From Chapter 8, “1950 to the Present Time”:
… The death of Alison Thomas on Faraway Cay (see Chapter 11: Folklore), had effects upon our island as deleterious as any hurricane. It has been speculated that the closing of the Grand Caribbee and three restaurants on Mayfair Road in a single season may be entirely attributable to the aforementioned scandal. This scandal had the additional effect of dividing the island over the question of whether its primary suspects, Misters Hastie and Richardson, were the innocent victims of a scapegoating mission by the American press, or, alternately and, this author believes, accurately, the parties responsible for single-handedly causing an economic downturn that endured for years and bringing international notoriety to our island and its people.…
From Chapter 11, “Folklore”:
… Tales about the woman on Faraway Cay are prevalent. In the most widespread account of her origin, she washed up on Faraway many centuries ago in a hurricane. Nobody knows from where she came, but she can never return because as is well known, dark spirits cannot cross salt water, as a result of which she is trapped on the cay for eternity. She has white skin and long black hair and hooves for feet. Mention must be made of her odd gait, which appears in many versions of the tale, and is widely believed to be what draws people to her, as humans cannot resist that dash of salt in their sweet.
As the stories go, she lures people to cure her loneliness. She leads them across the cay and they give chase, desperate to touch some of her wildness. At last, she escorts them to the waterfall at the island’s center. She allows them to draw near, but when they reach out to grasp her, she slips away into the mist. They try to follow after her and are drowned. A popular version has it that a new goat appears on Faraway Cay for every person who vanishes there. It is said that you can see the humanness in their eyes.…
I shut the book in disgust. A woman with hooves for feet. Humans turned to goats. Had my sister’s body been dumped in that waterfall as some kind of sick joke? Look, the woman on Faraway Cay did it! Hahaha.

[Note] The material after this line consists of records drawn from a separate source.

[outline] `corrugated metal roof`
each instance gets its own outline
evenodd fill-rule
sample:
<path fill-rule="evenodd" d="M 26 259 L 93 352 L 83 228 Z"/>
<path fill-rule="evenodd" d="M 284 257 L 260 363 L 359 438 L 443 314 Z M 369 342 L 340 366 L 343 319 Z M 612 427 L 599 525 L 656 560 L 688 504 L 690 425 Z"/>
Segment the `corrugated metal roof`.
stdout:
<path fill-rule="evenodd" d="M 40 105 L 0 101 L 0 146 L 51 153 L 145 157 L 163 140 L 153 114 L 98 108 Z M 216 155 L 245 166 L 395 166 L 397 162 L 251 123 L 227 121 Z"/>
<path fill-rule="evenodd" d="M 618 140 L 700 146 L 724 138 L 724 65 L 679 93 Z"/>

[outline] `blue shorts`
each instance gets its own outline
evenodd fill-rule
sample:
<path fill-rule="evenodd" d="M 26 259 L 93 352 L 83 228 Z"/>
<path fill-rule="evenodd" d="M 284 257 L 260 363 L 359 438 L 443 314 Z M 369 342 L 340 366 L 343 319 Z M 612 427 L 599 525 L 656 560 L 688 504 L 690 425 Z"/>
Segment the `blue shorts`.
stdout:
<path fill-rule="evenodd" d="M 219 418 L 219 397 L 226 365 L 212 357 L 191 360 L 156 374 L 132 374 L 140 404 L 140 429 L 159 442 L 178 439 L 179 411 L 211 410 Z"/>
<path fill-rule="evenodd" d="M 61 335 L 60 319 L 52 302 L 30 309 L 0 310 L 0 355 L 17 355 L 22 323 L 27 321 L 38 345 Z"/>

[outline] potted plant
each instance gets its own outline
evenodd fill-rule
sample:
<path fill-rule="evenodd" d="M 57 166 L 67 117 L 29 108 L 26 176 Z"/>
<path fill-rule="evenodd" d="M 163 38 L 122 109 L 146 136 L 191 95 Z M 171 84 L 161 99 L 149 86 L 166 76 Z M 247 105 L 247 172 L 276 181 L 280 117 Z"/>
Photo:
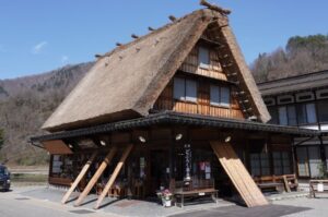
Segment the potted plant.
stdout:
<path fill-rule="evenodd" d="M 164 207 L 171 207 L 173 201 L 173 194 L 168 189 L 157 192 L 159 198 L 162 201 Z"/>

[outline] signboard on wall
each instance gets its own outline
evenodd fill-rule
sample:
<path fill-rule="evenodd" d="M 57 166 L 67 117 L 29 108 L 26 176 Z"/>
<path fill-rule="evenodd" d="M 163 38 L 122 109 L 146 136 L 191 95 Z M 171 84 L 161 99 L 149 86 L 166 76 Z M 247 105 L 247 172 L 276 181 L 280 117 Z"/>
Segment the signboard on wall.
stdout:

It wasn’t until that moment that I realized that, from the time I was a small child, I’d found some solace in the fact that Alison had been found somewhere so beautiful. How many small, unconscious coping mechanisms, how many pretty notions, would be taken from me before I uncovered the truth?
I opened Google Maps on my laptop, a self-punishing impulse—to lay eyes on it, to force myself to picture her there, her body beneath all that water for days. But Faraway Cay did not even appear on Google Maps. Where I knew the cay must be, there was only blue.

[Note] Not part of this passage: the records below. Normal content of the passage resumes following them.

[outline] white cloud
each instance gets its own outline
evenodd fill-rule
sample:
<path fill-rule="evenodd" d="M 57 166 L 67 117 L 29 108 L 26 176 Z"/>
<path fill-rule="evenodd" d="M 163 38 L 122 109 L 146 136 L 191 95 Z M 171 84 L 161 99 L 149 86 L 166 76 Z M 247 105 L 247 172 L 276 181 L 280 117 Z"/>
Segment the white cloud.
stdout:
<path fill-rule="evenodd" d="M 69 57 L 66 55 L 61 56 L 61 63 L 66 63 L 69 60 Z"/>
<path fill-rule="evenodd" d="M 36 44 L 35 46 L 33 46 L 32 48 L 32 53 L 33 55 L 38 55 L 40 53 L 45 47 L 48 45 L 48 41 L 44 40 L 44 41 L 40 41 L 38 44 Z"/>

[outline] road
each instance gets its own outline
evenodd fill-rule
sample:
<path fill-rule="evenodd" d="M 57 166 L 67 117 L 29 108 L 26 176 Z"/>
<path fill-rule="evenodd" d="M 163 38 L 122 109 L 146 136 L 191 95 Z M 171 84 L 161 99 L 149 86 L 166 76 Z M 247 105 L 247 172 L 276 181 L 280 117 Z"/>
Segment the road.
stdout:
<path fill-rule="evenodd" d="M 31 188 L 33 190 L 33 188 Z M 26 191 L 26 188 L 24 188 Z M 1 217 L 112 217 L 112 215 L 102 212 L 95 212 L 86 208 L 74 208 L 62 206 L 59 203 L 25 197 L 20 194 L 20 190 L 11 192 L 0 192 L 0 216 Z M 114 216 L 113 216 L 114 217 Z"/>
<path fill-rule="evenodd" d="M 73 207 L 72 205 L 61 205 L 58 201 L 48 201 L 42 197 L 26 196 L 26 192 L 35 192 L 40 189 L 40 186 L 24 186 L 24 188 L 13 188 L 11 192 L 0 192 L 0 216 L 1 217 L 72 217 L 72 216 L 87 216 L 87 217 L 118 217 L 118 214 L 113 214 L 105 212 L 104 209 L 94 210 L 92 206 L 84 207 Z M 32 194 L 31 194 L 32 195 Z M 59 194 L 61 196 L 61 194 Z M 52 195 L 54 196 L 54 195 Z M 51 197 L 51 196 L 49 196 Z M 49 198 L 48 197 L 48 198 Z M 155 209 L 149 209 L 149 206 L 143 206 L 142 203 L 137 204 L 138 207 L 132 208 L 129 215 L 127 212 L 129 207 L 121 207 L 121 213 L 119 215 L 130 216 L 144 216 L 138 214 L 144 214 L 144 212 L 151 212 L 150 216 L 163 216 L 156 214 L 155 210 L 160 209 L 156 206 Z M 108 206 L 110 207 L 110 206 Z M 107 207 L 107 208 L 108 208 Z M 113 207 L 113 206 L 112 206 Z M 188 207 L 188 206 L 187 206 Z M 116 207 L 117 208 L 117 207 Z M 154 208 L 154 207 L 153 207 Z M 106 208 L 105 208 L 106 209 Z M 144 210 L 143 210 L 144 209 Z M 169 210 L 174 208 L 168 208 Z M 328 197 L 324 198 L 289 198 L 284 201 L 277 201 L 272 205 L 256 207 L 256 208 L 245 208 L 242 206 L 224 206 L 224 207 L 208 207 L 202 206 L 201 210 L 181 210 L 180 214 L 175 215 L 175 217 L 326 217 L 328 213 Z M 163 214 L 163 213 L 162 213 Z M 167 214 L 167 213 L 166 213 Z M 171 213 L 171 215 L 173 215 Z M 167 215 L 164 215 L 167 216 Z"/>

I FOLLOWED Clive for many nights and many miles. In all that time, excepting the evening when I called his name and he responded with such terror, I never heard his voice. His nights were composed of enormous stretches of silence, and this silence was now mine, too. I would return home near midnight and realize I hadn’t uttered a word since leaving work at five-thirty. Sometimes I would speak—“Hello, hello, hello,” “My name is Emily,” “Today is Tuesday”—just to prove to myself that I was still real. I did not hear him speak, nor did I observe any other evidence to suggest that his life connected meaningfully with anyone else’s. Clive Richardson was a man hiding in plain sight, drawing no attention and leaving no trace upon the minds of others. He was an island, isolated and impenetrable.